It all starts with data, most importantly 'synthetic data'. In a recent Reddit discourse among AI enthusiasts, OpenAI founding member Andrej Karpathy's remarks highlighting a critical limitation of LLMs -- their lack of a "thought process kind of data" -- sparked a debate. This raised the growing importance of training AI models with synthetic data that simulate human-like reasoning.
Karpathy's observation brings to light a significant gap in AGI advancements in the current AI landscape, which is a crucial challenge for LLMs. While LLMs are excellent at generating text based on patterns, they tend to imitate rather than reason, often producing statistically likely responses rather than engaging in structured and conscious reasoning. This limitation is rooted in the nature of their training data, which mostly consists of diverse, unstructured text from the internet.
While LLMs like GPT-4 have demonstrated impressive language capabilities, they still fall short when it comes to reasoning through complex problems in a manner that feels genuinely 'thoughtful'.
Anthropic CEO Dario Amodei, during a discussion with podcaster Lex Fridman, complemented this view, shedding light on how reinforcement learning with human feedback (RLHF) is used to make models more aligned with human preferences. "RLHF bridges the gap between the human and the model... It's not just about making the model appear smarter but enabling it to better communicate with humans," Amodei said.
Without sufficient 'thought process' data, these models often struggle with multi-step reasoning, complex decision-making, or maintaining coherence over long dialogues.
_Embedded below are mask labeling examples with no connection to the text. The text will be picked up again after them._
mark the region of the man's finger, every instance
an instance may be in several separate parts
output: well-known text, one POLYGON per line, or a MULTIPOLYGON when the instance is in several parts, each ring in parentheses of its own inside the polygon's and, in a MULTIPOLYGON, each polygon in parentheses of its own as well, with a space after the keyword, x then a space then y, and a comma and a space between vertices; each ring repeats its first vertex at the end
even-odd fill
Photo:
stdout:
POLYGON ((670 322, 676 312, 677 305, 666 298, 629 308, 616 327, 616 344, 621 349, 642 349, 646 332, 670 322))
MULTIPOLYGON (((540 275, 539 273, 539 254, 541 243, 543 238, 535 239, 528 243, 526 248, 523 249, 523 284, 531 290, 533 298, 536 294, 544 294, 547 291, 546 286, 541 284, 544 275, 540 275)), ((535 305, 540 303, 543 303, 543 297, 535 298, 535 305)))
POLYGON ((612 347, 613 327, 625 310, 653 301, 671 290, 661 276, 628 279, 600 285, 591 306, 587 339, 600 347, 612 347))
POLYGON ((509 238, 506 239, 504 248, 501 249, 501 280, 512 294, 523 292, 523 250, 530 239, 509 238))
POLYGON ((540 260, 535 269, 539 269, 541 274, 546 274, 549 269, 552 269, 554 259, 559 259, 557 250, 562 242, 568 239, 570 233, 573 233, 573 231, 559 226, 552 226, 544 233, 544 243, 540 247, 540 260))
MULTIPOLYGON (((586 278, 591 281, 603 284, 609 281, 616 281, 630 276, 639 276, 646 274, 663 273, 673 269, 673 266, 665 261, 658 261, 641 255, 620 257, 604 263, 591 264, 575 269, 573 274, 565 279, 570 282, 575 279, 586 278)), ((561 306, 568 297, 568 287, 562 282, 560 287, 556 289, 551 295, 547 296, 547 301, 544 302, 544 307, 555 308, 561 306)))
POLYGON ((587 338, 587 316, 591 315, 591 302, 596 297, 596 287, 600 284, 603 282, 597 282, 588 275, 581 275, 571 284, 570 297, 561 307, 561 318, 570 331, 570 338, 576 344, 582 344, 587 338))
Karpathy believes this gap is a major roadblock to achieving AGI, as true intelligence requires not just data but the ability to process and utilise it in a structured, purposeful manner.
To address this limitation, synthetic data has emerged as a promising solution. OpenAI, for example, is reportedly using an internal tool named 'Strawberry' to generate synthetic datasets structured to simulate this missing 'thought process' data.
These datasets aim to create iterative and recursive improvements and hope to help LLMs simulate structured thought by training on progressively refined synthetic data, ultimately leading to more robust and thoughtful models. This way, synthetic data is believed to potentially close the gap between current LLM abilities and the desired capabilities for AGI.
The growing interest in synthetic data is not confined to OpenAI. Other leaders in the AI industry are also exploring its potential.
Anthropic, for instance, is working on ways to generate 'infinite' training data that can bypass some of the limitations of traditional web scraping. According to Amodei, synthetic data offers a way to sidestep the biases and inconsistencies present in real-world data while also scaling AI models more effectively.
Amanda Askell, philosopher and member of technical staff at Anthropic, elaborated on the characteristics of AGI during a conversation with Fridman. She speculated that interacting with AGI would resemble engaging with "an extremely capable human", offering genuinely novel insights. Amanda envisioned scenarios where AI could solve problems requiring months of human effort, such as developing a novel proof in mathematics.
"If I just took something like that where I know a lot about an area and I came up with a novel issue or a novel solution to a problem, and I gave it to a model, and it came up with that solution, that would be a pretty moving moment for me," Askell further explained. Such capabilities demand data that goes beyond the superficial replication of existing knowledge.
Meanwhile, Hugging Face has introduced Cosmopedia, a vast synthetic dataset aimed at enriching the machine-learning community with high-quality, curated data. By using synthetic datasets, Hugging Face hopes to equip models with a better understanding of the world, which could drive improvements in various machine learning applications, from natural language processing to computer vision.
What Industry Leaders Predict
Industry leaders like OpenAI CEO Sam Altman and Microsoft AI CEO Mustafa Suleyman are fairly vocal about the potential timeline for AGI. Altman has predicted that AGI could be achieved as soon as 2025, while Suleyman has suggested that recursive improvements driven by synthetic data could accelerate this timeline to three to five years.
Raising critical questions about recognising AGI, Fridman asked Askell, "How long would you need to be locked in a room with an AGI to know this thing is AGI?" "This is going to feel iterative...It might just be that there's this continuous ramping up," she responded. Her comment reflects the gradual, evolutionary nature of AGI development rather than a single, definitive breakthrough.
Fridman also suggested that an AGI might generate outputs so profound that they surpass human capabilities. "Maybe ask it to generate a poem, and the poem it generates, you're like, 'Yeah, okay. Whatever you did there, I don't think a human can do that'," he speculated.
These observations underscore the importance of novelty and creativity, qualities synthetic data aims to cultivate within AI systems.
The predictions hinge on the ability to continuously refine AI models through recursive cycles, with each version of the model contributing to the improvement of the next.
This vision of recursive improvements is grounded in the idea that by training models on synthetic data that mimics the thought process, AI systems will become increasingly capable of sophisticated reasoning. This would allow them to move beyond their current limitations and exhibit the kind of intelligence that can even rival human cognition.